Delineating the heterogeneity of embryo preimplantation development using automated and accurate morphokinetic annotation

Abstract

Abstract Purpose Our objective was to design an automated deep learning model that extracts the morphokinetic events of embryos that were recorded by time-lapse incubators. Using automated annotation, we set out to characterize the temporal heterogeneity of preimplantation development across a large number of embryos. Methods To perform a retrospective study, we used a dataset of video files of 67,707 embryos from four IVF clinics. A convolutional neural network (CNN) model was trained to assess the developmental states that appear in single frames from 20,253 manually-annotated embryos. Probability-weighted superposition of multiple predicted states was permitted, thus accounting for visual uncertainties. Superimposed embryo states were collapsed onto discrete series of morphokinetic events via monotonic regression of whole-embryo profiles.

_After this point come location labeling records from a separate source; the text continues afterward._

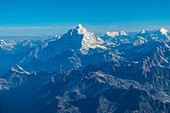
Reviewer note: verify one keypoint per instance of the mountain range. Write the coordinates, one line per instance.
(83, 72)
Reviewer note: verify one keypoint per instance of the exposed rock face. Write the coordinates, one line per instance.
(81, 72)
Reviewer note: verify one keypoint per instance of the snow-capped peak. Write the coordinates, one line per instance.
(122, 33)
(163, 31)
(18, 69)
(114, 34)
(143, 31)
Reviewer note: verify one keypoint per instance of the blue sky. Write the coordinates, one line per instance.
(18, 17)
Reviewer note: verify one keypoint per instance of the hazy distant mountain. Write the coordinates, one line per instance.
(81, 72)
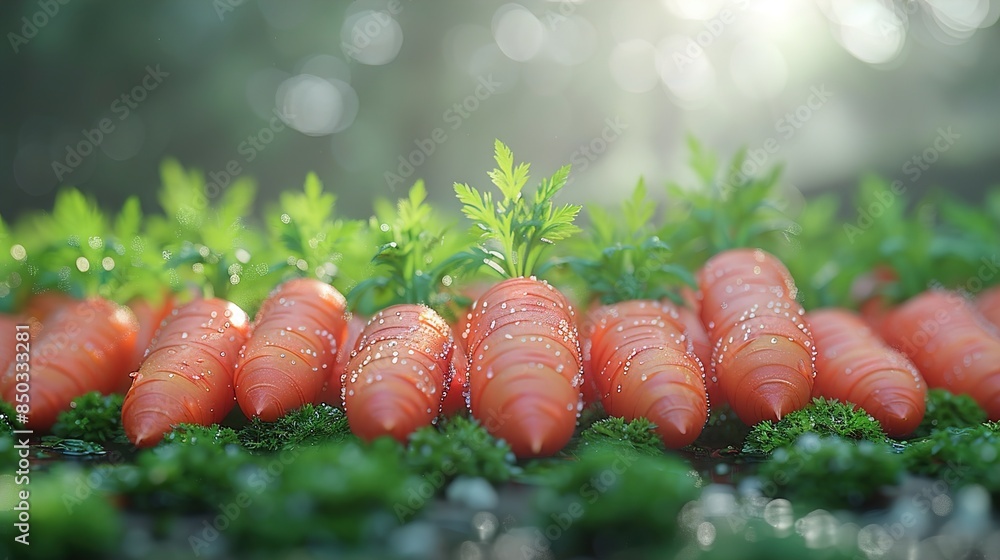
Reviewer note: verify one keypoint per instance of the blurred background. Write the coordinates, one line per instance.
(375, 94)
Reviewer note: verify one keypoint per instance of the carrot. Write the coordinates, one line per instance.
(187, 376)
(988, 304)
(690, 316)
(638, 357)
(292, 347)
(85, 346)
(524, 360)
(330, 393)
(763, 353)
(854, 365)
(401, 370)
(44, 304)
(150, 314)
(941, 333)
(398, 375)
(637, 353)
(454, 400)
(525, 365)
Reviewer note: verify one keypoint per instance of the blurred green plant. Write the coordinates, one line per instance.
(830, 472)
(605, 500)
(948, 410)
(67, 526)
(614, 434)
(459, 446)
(309, 425)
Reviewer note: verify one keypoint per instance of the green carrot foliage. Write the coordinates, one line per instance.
(521, 229)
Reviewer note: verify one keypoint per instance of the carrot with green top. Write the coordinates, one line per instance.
(524, 362)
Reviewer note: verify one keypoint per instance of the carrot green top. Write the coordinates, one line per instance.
(415, 256)
(522, 228)
(622, 258)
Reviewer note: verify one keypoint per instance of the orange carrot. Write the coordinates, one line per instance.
(854, 365)
(348, 342)
(454, 401)
(950, 344)
(187, 376)
(150, 316)
(638, 355)
(525, 365)
(86, 346)
(690, 316)
(399, 372)
(988, 303)
(763, 353)
(292, 347)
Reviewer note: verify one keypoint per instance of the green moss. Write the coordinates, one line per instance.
(194, 434)
(308, 425)
(823, 417)
(948, 410)
(325, 496)
(92, 417)
(190, 474)
(611, 501)
(69, 519)
(615, 434)
(69, 446)
(830, 472)
(723, 429)
(460, 446)
(8, 455)
(8, 418)
(959, 456)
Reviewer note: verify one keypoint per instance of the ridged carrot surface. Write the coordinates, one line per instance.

Unsupervised K-means clustering was applied to define subpopulations of embryos of distinctive morphokinetic profiles. Results We perform automated assessment of single-frame embryo states with 97% accuracy and demonstrate whole-embryo morphokinetic annotation with R-square 0.994. High quality embryos that had been valid candidates for transfer were clustered into nine subpopulations, as characterized by distinctive developmental dynamics. Retrospective comparative analysis of transfer versus implantation rates reveals differences between embryo clusters as marked by poor synchronization of the third mitotic cell-cleavage cycle. Conclusions By demonstrating fully automated, accurate, and standardized morphokinetic annotation of time-lapse embryo recordings from IVF clinics, we provide practical means to overcome current limitations that hinder the implementation of morphokinetic decision-support tools within clinical IVF settings due to inter-observer and intra-observer manual annotation variations and workload constrains. Furthermore, our work provides a platform to address embryo heterogeneity using dimensionality-reduced morphokinetic descriptions of preimplantation development.